I feel, therefore, a certain kinship to the Greedy Fool in Luke 12. The chapter repeatedly urges us, “Don’t be anxious! Don’t worry! Don’t be afraid!” The Lukan author understands that our desire for more is the soul-sucking combination of the fear of scarcity and the pleasure of excess. That’s really what the “greed” is that we encounter in Luke 12:15. The Greek word is “pleonexia.” And what an interesting word it is. It is the desire not just for a lot but rather for more, for expansion, for increase, for excess. It’s not a word about our stuff. It’s a word that describes our relationship with our stuff. I know it’s precisely what I feel when the shelves are sagging, and bins are busting. I win!
“But he [Jesus] said to him [the anxious heir], ‘Look out, and be on guard against all coveting, because it is not in the excess of stuff that one’s life is available to one” (Luke 12:15, my translation). Again, it’s not the stuff itself that is the problem. It is the unending lust for more stuff that deprives us of the very life it promises to give. Such an enduring excess doesn’t give us more life. It just gives us more management problems.
If we stick with the appointed pericope, that’s really the limit of the text. A such, the text then contains lots of law and very little gospel. But I think it’s a mistake, both textually and hermeneutically, to stick with the pericope as given. I want to argue strongly that we ought to read through Luke 12:31 in our worship. And we ought to take Luke 12:22-31 as direct commentary on the preceding parable.
The two pericopes have numerous connections in both vocabulary and theme. For example, the pericopes have the same concern for the storage of abundant produce and the method for that storage. The same terms for “store” and “storehouses” show up in verses 18, 21, and 23. Barns are mentioned in verses 18, 23, and 24. The word for self (psyche) appears in verses 19, 22, and 23. There is the mention of eating and drinking in both pericopes. The Lukan author clearly intends for Jesus’ commentary to inform the way the disciples understand the preceding parable.

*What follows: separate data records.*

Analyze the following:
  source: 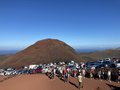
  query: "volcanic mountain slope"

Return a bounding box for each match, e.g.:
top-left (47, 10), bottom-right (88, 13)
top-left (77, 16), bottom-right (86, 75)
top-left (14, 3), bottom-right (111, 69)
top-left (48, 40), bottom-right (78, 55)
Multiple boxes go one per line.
top-left (0, 39), bottom-right (77, 67)
top-left (79, 49), bottom-right (120, 61)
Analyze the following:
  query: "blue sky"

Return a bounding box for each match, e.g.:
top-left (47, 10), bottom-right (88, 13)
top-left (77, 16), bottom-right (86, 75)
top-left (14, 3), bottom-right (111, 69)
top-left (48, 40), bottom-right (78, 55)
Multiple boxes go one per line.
top-left (0, 0), bottom-right (120, 50)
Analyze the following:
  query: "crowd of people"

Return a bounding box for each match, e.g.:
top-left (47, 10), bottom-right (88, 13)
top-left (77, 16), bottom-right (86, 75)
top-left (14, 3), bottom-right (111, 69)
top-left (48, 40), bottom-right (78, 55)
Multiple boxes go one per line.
top-left (46, 62), bottom-right (120, 88)
top-left (0, 61), bottom-right (120, 88)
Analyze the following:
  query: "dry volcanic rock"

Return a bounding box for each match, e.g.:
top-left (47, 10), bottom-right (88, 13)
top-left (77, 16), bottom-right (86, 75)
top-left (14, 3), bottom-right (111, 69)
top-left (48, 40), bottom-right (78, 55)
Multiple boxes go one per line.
top-left (0, 39), bottom-right (77, 67)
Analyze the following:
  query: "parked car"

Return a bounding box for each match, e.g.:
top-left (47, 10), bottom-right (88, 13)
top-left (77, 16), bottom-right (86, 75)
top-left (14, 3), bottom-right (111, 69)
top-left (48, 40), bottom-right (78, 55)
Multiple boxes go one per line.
top-left (34, 66), bottom-right (43, 73)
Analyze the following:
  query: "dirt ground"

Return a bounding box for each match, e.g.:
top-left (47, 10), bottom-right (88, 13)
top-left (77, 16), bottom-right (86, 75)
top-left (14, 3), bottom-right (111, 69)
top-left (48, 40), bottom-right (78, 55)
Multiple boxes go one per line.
top-left (0, 74), bottom-right (120, 90)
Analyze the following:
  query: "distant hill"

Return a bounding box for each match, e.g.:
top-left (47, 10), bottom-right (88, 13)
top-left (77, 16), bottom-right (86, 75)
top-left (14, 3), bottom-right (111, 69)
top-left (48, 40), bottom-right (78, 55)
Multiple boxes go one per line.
top-left (0, 39), bottom-right (79, 67)
top-left (79, 49), bottom-right (120, 61)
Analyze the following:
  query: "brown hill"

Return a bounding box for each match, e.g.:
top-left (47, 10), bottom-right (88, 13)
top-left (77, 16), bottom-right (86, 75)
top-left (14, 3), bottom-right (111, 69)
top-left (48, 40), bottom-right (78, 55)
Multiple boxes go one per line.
top-left (0, 39), bottom-right (77, 67)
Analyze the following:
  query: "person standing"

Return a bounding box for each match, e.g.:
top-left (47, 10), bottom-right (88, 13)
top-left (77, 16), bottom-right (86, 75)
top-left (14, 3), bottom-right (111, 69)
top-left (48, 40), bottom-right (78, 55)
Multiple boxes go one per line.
top-left (108, 70), bottom-right (111, 82)
top-left (78, 73), bottom-right (83, 89)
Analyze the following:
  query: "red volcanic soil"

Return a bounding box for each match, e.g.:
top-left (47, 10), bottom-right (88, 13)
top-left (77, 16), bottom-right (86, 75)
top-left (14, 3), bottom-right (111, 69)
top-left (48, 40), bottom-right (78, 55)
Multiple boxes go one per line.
top-left (0, 39), bottom-right (78, 68)
top-left (0, 74), bottom-right (120, 90)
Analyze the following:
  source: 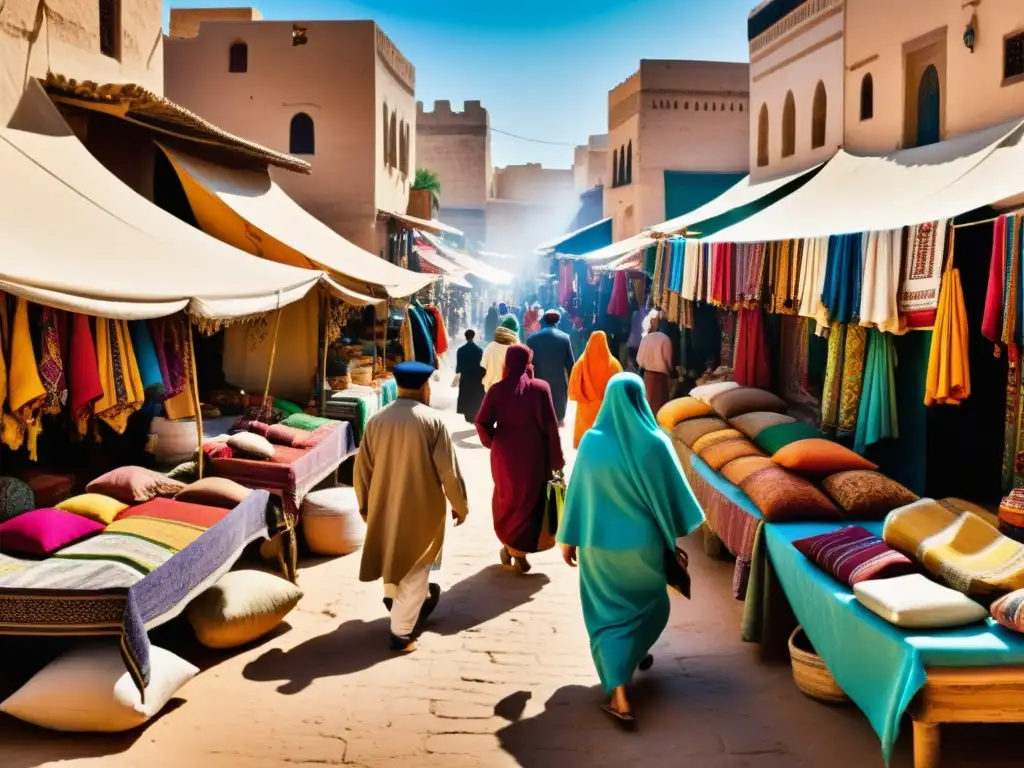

When we allow the text to be itself in this way, then we can find both the law and the gospel in our reading. Our dysfunctional relationship with our stuff can leave our lives fruitless and incomplete. Having more does not grant the gift of immortality. Wealth cannot banish worry forever. Enough is never really enough. Things do not deserve our devotion. Covetousness results in idolatry.
Instead, the God that Jesus proclaims knows what we need. The text does not give us permission to stop working for our food and clothing. But it does encourage us to stop worrying about such things. God is the Giver. The problem is not the Giver. The problem is that we want the gifts without having to trust the goodness of the Giver. After all, God cares for you as much as for the ravens and the lilies.
I know this the “right answer” in theological and spiritual terms. But behaviorally and psychologically, I don’t really buy it most of the time. I’d rather trust the stuff I can put in a barn or on a shelf than the God who too often seems as real as a puff of vapor. This is how the text challenges me. More on that, perhaps as we go along this week.